Dans un contexte tendu en raison des élections générales prévues à l'automne prochain, la répression de la junte envers les minorités et les opposants au régime ne cessent de croître. Selon l'ONU, au cours de l'année 2009, les persécutions militaires exercées dans l'Est du pays (régions shan, kachin et karen) ont provoqué le déplacement de plus de 100 000 personnes. L'Etat Kachin, où perdure une guerre civile larvée depuis les années 1990, a été particulièrement touché, la répression s'exerçant par le biais des différentes factions armées qui contrôlent la région.
Les rapatriements par Bangkok de migrants ou de réfugiés ayant fui le régime de la Birmanie se sont accélérés au cours de l'année 2010. Auparavant considérée comme une terre d'accueil privilégiée par de nombreux migrants d'Asie du Sud-Est, la Thaïlande a durci progressivement sa politique d'immigration. Par vagues successives, le pays a reconduit à la frontière, ces dernières années, de nombreux clandestins et réfugiés, dans les pays limitrophes d'où ils étaient issus.
Bangkok a notamment dû affronter la condamnation unanime de la communauté internationale il y a un an, lorsqu'elle a expulsé de force des milliers de réfugiés Hmong vers le Laos, où les attendaient les persécutions et, pour certains d'entre eux, la mort. L'opération, baptisée « grand nettoyage », avait été menée en deux jours par l'armée, qui avait vidé les camps et reconduit de force à la frontière plus de 4 000 Hmong dont la plupart étaient sur le territoire thaïlandais depuis trente ans. Les Nations Unies et de nombreuses ONG avaient demandé, en vain, l'arrêt immédiat d'une opération qu'elles dénonçaient comme étant en totale « contravention avec le droit international ».

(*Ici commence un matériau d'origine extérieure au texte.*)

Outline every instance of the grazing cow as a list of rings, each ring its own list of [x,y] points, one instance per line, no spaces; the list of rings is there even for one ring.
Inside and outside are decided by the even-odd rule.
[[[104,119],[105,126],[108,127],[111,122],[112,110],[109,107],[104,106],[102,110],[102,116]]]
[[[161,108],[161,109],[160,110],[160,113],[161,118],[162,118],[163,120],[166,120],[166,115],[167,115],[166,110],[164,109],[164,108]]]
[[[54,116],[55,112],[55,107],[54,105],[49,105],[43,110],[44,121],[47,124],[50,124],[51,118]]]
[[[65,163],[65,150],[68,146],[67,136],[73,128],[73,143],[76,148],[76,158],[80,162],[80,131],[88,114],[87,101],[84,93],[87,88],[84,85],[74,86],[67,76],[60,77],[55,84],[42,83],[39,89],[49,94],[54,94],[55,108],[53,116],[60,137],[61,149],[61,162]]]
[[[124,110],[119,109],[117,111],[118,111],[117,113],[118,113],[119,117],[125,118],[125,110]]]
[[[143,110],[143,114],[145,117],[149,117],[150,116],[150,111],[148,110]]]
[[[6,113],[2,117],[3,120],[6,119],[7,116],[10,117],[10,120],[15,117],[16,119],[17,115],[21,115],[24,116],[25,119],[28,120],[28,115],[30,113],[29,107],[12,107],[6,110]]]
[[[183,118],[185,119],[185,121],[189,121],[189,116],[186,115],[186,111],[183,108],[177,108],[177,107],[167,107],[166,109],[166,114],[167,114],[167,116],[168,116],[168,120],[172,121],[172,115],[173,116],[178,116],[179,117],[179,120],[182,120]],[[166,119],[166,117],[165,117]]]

Plus récemment, en février dernier, la Thaïlande avait rapatrié, également de force, près de 3 000 Karens qui avaient fui en 2009 les exactions de l'armée birmane. « La mise en place par le gouvernement, de mesures pour ‘purger' le pays des travailleurs clandestins n'a pas seulement échoué à réduire l'immigration irrégulière (…) mais a également eu pour conséquence de faire commettre de graves violations des droits de l'hommes par les autorités comme par les employeurs, à l'encontre des migrants, qui sont en réalité les principaux piliers de la croissance économique de la Thaïlande », constate le P. Rangsiphol Plienphan, membre du secrétariat du diocèse de Nakhon Sawan.
« Les immigrés doivent affronter le fait de risquer leur vie lors des actions menées contre eux ou encore de tomber entre les mains de trafiquants, quand il ne s'agit pas de devenir victimes de la corruption systématique des représentants du gouvernement », poursuit le prêtre, qui a été plusieurs années au service des migrants venus de Birmanie.

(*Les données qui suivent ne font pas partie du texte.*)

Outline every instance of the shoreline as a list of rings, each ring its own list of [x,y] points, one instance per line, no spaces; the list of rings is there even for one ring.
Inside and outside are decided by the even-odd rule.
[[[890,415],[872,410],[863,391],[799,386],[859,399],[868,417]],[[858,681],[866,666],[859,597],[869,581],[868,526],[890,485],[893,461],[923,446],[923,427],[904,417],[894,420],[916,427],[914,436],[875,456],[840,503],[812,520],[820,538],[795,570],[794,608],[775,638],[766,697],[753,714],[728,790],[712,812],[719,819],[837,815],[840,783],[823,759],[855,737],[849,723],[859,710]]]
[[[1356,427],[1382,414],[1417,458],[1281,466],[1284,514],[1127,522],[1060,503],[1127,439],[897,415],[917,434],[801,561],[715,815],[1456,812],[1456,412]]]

Des convois de camions chargés de Birmans expulsés sont devenus un spectacle familier à Mae Sot, principal poste frontière entre la Thaïlande et la Birmanie. Dans cette ville de transit, Suree Vinitchop dirige l'école Santhawamaitri Suksa tenue par les sœurs de Saint-Paul-de-Chartres. Soutenue par le diocèse de Nakhon Sawan, cette école pour les enfants de travailleurs birmans a ouvert en 2004 et accueille aujourd'hui 200 élèves. « Les migrants sont complètement au ban de la société thaïlandaise, sans accès aux services publics comme la santé ou l'éducation, et sans reconnaissance d'aucun droit, même essentiel », explique la directrice, qui lutte pour que ses élèves puissent bénéficier d'un statut reconnu par l'Etat.

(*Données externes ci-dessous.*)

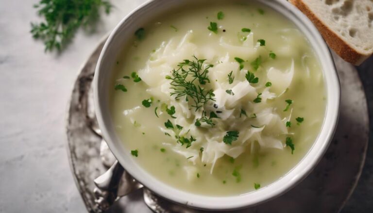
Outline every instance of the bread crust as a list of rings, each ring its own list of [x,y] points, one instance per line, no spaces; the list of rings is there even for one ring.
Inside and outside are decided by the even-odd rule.
[[[289,0],[305,15],[313,23],[322,35],[329,47],[345,61],[355,65],[359,65],[369,55],[360,53],[341,39],[338,34],[319,19],[302,0]]]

Parmi les récentes manifestations de l'inimitié croissante des Thaïlandais envers les immigrés birmans, une s'est tenue le 22 juillet dernier dans la province de Ranong afin de protester contre l'autorisation accordée aux migrants de Birmanie dont la situation est régularisée, de passer leur permis de conduire. Une décision qui, selon certains en Thaïlande, ne fera qu'accroître le nombre des clandestins et nourrir les réseaux de trafiquants.